Bajar de peso a veces es una meta utópica, pero en diversos países del mundo se ha implementado el sistema de spa para adelgazar, donde enseñan a los individuos con problemas de obesidad a alimentarse sin adquirir libras de más
por Miguel Reyes Sanchez - El Caribe
La obesidad es una enfermedad crónica que se ha convertido en uno de los más grandes problemas de salud pública mundial, ya que cada día se incrementa en la mayoría de países, siendo causa directa o importante factor de riesgo de otras enfermedades como la hipertensión, la diabetes e insuficiencias respiratorias.
Rebajar de peso a veces es una meta utópica. Pero en diversos países del mundo se ha implementado el sistema de spa para adelgazar, donde enseñan a los individuos con problemas de obesidad a alimentarse sin necesidad de adquirir libras de más, y más aún lograr el peso adecuado con la respectiva rutina de ejercicios y controles nutricionales.
En la República Dominicana, desde hace años, se han estado haciendo diversos intentos en esta materia, en que un grupo de personas acude por determinados días a un resort nacional para entrenarse física y mentalmente, en cuanto a las causas que originan la obesidad, la manera de enfrentar el problema y la búsqueda de soluciones efectivas.
Hace unos días participé de una magnífica experiencia donde estuve por unos días ingresado en una especie de spa, bajo los cuidados de un grupo multidisciplinario de médicos bajo la coordinación del Doctor Flavio Soto Jiménez, desde la orientación psicológica hasta la nutrición, que nos fueron dando las herramientas imprescindibles para lograr un balance adecuado en la reducción y mantenimiento del peso corporal.
Al mismo tiempo que aprendíamos a comer balanceadamente, escogiendo cada grupo de nutriente en la cantidad requerida, manteníamos una ejercitación permanente y una asesoría psicológica adecuada con expertos en adicción alimenticia.

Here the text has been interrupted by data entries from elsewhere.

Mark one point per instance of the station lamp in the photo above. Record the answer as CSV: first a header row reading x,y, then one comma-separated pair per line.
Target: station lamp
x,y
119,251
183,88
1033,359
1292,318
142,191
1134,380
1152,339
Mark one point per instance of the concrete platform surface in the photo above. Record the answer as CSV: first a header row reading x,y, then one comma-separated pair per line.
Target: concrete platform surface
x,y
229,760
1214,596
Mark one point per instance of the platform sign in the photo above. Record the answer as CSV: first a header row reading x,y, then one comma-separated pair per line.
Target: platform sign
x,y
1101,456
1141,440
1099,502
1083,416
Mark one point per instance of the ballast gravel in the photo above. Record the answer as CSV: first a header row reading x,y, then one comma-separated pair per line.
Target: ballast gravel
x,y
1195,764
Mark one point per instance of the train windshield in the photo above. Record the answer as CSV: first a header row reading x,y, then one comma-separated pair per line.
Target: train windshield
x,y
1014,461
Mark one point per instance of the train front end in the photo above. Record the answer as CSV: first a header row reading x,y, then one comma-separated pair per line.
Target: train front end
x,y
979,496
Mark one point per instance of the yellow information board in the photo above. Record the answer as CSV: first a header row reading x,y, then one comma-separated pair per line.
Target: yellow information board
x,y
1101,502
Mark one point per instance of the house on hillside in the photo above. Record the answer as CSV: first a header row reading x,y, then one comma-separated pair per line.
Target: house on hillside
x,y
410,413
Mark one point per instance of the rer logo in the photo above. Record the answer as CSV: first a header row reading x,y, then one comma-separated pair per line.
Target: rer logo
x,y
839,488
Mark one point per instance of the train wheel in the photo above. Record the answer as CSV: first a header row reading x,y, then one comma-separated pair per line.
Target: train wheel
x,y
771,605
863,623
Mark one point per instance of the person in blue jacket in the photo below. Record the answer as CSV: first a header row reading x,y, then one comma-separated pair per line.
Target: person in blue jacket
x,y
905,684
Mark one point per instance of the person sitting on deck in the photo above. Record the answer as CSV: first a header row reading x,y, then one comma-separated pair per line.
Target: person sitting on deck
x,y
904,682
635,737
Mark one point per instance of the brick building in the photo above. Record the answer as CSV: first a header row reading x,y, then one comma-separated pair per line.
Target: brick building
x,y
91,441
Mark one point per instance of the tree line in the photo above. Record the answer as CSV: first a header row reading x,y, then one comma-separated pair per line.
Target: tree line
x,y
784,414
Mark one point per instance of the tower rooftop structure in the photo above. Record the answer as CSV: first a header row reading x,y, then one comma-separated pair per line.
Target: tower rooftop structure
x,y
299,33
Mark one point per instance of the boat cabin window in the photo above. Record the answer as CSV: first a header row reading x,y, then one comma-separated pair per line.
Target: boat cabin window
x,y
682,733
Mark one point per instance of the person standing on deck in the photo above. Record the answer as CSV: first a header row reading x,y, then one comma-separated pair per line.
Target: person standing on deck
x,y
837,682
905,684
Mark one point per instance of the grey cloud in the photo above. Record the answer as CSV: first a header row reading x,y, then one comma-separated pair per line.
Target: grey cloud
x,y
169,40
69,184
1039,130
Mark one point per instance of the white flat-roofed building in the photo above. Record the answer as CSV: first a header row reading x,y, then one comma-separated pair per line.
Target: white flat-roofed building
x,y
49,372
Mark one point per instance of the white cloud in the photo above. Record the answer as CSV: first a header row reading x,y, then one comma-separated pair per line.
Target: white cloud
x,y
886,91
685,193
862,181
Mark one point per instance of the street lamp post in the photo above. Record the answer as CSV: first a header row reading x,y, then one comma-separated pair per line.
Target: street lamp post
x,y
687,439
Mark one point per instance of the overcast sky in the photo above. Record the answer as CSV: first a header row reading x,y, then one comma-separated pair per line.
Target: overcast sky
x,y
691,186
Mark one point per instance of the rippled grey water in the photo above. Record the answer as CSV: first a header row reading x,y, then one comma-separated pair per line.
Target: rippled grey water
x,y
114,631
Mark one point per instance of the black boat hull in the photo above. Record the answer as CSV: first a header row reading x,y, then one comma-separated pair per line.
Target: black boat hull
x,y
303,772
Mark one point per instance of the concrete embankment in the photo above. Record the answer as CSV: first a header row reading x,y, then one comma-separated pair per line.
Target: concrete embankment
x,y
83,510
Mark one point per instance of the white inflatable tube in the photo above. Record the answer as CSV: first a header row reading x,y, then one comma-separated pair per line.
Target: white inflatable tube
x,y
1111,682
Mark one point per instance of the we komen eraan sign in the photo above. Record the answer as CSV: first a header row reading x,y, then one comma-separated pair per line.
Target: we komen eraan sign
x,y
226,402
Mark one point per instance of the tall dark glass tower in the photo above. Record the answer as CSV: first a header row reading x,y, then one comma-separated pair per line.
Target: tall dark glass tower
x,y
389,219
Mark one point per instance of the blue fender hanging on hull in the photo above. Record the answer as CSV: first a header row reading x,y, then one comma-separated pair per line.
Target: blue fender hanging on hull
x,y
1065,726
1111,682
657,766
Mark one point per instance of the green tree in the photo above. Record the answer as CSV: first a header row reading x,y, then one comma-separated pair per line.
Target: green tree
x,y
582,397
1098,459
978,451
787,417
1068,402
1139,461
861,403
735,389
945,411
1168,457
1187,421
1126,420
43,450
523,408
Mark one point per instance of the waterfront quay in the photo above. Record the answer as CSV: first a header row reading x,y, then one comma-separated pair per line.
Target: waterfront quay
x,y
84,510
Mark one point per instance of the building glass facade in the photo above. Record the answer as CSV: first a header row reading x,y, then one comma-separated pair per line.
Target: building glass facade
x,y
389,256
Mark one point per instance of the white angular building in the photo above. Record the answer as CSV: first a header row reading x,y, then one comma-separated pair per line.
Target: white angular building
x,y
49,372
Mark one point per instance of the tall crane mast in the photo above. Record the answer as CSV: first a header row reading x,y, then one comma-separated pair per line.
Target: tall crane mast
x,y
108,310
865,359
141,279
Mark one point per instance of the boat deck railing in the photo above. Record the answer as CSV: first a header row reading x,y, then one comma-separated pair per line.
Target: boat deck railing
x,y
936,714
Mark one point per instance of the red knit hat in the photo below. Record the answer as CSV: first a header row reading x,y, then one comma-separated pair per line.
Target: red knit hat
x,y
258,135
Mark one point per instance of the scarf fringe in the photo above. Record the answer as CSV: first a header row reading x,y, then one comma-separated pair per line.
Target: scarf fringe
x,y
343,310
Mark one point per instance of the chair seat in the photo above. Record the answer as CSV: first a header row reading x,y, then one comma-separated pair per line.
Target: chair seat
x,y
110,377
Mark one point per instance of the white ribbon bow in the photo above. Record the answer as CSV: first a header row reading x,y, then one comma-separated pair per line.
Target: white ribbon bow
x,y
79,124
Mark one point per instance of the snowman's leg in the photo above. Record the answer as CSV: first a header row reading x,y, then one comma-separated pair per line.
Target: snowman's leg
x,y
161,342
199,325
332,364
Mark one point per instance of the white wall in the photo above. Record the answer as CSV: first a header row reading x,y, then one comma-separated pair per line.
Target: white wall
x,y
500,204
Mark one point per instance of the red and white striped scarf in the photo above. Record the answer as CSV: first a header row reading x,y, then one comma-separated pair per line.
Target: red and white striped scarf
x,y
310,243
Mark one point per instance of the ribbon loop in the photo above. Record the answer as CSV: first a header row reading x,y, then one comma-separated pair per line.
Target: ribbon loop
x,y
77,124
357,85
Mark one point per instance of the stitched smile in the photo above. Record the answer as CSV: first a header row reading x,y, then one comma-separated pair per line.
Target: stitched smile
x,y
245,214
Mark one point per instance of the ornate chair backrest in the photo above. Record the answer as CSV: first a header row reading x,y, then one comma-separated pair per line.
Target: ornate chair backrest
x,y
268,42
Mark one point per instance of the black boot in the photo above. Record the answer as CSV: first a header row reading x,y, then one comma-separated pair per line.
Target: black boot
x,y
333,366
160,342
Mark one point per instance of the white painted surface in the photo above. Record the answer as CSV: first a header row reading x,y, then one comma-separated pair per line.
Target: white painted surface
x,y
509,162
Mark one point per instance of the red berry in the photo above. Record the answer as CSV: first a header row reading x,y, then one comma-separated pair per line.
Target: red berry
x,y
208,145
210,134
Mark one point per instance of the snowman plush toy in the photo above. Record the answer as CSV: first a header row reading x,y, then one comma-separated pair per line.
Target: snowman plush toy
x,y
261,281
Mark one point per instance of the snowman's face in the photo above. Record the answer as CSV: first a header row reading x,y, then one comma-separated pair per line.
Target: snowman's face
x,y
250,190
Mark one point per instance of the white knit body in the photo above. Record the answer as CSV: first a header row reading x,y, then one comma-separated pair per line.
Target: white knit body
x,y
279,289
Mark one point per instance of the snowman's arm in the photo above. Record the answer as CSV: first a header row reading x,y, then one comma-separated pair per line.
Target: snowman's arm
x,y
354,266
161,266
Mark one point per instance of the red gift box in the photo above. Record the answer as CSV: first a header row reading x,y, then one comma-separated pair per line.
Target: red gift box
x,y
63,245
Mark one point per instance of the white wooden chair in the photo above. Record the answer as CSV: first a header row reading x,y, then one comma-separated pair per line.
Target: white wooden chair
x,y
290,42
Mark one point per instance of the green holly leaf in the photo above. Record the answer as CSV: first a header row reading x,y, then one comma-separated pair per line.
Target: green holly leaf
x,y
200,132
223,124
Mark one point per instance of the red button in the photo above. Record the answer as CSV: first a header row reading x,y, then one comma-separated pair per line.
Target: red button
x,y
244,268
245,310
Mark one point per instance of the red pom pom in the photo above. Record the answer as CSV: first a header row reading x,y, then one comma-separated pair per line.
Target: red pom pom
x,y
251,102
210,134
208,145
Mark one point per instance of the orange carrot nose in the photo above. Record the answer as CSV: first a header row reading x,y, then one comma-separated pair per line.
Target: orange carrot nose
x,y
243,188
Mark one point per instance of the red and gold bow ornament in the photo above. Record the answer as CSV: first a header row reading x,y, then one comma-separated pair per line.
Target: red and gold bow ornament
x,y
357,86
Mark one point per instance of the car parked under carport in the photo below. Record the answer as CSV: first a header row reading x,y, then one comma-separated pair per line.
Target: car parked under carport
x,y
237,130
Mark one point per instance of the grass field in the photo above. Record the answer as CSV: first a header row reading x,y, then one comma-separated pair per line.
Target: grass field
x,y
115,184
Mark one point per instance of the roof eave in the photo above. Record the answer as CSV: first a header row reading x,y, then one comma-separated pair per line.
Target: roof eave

Este interesante proceso permitió la realización de un autoanálisis que nos permitiera conocernos un poco mejor, para identificar y corregir los vicios alimenticios y enfrentar las tentaciones que constantemente se nos presentan en las diversas actividades en que participamos.
En mi caso particular, el esfuerzo valió la pena, en una semana logré rebajar 14 libras, que me han servido como una especie de shock para emprender un cuidado esmerado de mi alimentación. Ahora me queda el reto de continuar a este ritmo y no desmayar en el esfuerzo de continuar con este compromiso de vida.